Are these “incentives schemes” in fact a euphemism for “dumping”? Of course they are.
Dumping refers to “predatory pricing” (such as selling goods or services abroad at a price below cost or real market price), the idea being to drive competitors out of the market, or create barriers to entry for potential new competitors.
“Shovel ready” projects
The sweetest sounding phrase to many American ears today is “economic stimulus spending” (purportedly to help stimulate the flagging economy by providing “incentives” in the form of subsidies, or even “no strings attached grants” to companies and for “projects”.
And the projects which are most likely to be selected under the “economic stimulus spending” scheme are those known as “shovel ready”. Shovel ready projects are those which are complete and ready for immediate implementation.
Implementation of these projects – and their deliverables – have a more immediate impact on the economy than money spent on a project on which a great deal of time must elapse for architecture, zoning, legal considerations or other such factors before it can be initiated / implemented.
The EU perspective
According to EU regulations, government-funded incentive schemes (e.g., subsidies and grants) are “nominally” illegal but, ironically, the EU is itself openly and unashamedly guilty of “subsidizing” production and projects and thus of “protectionism”.

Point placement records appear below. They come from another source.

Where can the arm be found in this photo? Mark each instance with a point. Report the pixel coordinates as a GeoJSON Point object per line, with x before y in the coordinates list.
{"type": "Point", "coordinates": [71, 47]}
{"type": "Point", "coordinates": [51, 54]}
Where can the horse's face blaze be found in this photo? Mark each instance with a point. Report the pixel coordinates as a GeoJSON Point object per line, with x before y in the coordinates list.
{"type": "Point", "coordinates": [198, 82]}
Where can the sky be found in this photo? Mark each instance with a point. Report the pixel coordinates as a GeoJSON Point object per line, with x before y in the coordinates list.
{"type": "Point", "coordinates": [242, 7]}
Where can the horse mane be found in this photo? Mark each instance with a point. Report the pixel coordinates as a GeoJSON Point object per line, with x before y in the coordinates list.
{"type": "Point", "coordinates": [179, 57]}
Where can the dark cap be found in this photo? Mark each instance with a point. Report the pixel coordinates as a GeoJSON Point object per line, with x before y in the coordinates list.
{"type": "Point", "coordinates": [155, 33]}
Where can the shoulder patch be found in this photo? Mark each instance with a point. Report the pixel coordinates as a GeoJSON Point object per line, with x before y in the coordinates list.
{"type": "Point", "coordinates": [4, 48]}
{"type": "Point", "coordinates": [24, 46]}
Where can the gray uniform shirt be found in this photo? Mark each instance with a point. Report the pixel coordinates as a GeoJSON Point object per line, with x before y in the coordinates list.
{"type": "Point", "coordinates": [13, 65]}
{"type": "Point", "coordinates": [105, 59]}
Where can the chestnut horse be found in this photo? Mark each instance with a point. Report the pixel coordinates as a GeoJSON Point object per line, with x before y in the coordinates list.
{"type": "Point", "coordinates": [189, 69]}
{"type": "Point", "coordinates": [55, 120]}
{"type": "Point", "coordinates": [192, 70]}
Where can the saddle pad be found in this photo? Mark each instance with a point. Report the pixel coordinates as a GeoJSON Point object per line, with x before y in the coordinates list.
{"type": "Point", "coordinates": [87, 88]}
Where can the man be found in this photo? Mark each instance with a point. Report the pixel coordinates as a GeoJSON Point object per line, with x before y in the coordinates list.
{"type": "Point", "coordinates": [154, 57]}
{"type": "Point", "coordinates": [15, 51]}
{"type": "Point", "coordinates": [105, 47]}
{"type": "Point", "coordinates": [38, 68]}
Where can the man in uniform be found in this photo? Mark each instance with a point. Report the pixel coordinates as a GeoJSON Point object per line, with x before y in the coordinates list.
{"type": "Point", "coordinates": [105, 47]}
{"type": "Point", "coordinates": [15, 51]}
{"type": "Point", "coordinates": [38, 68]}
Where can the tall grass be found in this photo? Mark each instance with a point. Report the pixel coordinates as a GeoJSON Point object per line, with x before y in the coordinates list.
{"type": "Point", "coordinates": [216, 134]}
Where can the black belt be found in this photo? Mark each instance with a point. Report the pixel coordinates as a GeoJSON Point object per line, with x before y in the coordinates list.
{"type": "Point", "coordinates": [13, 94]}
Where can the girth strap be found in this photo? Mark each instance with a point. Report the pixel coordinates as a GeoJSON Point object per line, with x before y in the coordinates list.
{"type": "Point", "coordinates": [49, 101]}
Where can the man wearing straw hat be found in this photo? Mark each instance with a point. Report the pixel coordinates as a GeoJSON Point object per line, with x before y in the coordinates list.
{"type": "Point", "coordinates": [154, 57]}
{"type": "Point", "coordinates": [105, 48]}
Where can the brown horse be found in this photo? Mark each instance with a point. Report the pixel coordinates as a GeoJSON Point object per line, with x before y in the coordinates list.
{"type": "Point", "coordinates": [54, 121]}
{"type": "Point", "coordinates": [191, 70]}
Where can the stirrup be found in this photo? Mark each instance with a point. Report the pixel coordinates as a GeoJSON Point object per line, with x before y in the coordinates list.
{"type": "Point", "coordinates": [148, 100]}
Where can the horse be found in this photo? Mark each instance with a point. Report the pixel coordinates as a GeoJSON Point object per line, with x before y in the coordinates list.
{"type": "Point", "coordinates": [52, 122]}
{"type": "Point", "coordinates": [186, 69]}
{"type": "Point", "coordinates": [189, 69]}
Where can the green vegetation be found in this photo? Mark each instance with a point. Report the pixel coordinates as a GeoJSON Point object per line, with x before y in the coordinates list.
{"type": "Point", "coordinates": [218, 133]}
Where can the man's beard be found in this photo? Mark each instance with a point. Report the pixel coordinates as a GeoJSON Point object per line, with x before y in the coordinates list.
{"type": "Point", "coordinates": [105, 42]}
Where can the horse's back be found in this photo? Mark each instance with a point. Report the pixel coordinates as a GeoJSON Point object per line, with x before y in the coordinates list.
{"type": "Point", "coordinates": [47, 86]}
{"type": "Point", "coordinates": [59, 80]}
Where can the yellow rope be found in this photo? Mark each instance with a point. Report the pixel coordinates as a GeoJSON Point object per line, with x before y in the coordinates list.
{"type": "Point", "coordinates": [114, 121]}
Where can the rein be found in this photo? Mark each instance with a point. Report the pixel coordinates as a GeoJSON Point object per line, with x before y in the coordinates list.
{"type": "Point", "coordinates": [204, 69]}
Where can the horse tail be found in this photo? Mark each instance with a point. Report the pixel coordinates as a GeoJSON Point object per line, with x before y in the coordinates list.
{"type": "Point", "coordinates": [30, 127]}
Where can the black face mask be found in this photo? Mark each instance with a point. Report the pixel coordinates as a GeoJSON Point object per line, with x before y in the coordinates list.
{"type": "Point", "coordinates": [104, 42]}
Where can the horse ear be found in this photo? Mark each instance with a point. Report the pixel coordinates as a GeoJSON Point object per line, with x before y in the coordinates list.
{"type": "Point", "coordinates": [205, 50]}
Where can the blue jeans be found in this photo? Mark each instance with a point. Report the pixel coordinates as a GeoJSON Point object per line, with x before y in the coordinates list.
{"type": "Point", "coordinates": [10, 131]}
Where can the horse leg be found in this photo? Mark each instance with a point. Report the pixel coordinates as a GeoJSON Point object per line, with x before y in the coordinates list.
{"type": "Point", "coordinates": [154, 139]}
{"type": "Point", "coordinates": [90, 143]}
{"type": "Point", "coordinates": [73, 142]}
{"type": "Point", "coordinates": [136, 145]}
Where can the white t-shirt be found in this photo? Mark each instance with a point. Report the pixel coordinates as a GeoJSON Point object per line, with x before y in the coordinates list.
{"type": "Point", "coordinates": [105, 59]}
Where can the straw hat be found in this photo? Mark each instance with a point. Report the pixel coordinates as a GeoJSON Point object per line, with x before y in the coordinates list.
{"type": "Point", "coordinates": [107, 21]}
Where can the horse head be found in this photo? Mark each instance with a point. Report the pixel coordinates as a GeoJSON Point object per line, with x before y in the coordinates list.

And of course, we are seeing a plethora of “Projects” (many in my opinion, worthless) being subsidized by the individual governments of EU Member countries.
For many years, newly inducted countries into the EU prided themselves on their fantastic economic growth and development (but did not overly publicize the fact that this was fueled by EU subsidies and grants). Ireland’s current woes can perhaps be tracked back to its EU stimulated boom in construction and development.
And being Greek, based in Greece with some interest in developing Greece into a health tourism destination, let me provide an insight into a Greek example, with regards to incentives for investment and development.
A Greek example
Initiatives and actions aimed at creating enabling conditions and a favorable environment for investment and development are the responsibility of the government.
To its credit, the Greek government, through a “catch all” development law, does provide incentives for investment (including in health tourism-related projects), although the “strings attached” and bureaucratic hurdles and absurdities has led many to call them disincentives.
Many potential investors are holding off investment and development until the regulatory environment becomes clearer. They need to consider laws, rules and regulations issued by at least four separate ministries, those of Health, Tourism Development, Development and Environment.
These “regulators” determine where one can develop, what to develop and even how many months a year they will be obliged to operate (the pressure on investors is to establish facilities that will operate throughout the year – the seasonality factor).
What seems to be holding back those with medical tourism ideas and plans is the fact that a draft law on medical tourism which would define the rules and spell out the “incentives” is stagnating, whilst the Ministry of Health deals with other more pressing priorities.
A specific law already exists providing incentives for investment and development in spa tourism, both the conventional and contemporary variety. But although it has been in effect for a number of years, investors and developers do not seem to be overly enthusiastic about exploiting the “incentives”. The reason? Once again, due to bureaucracy, ambiguity and absurd regulatory conditions!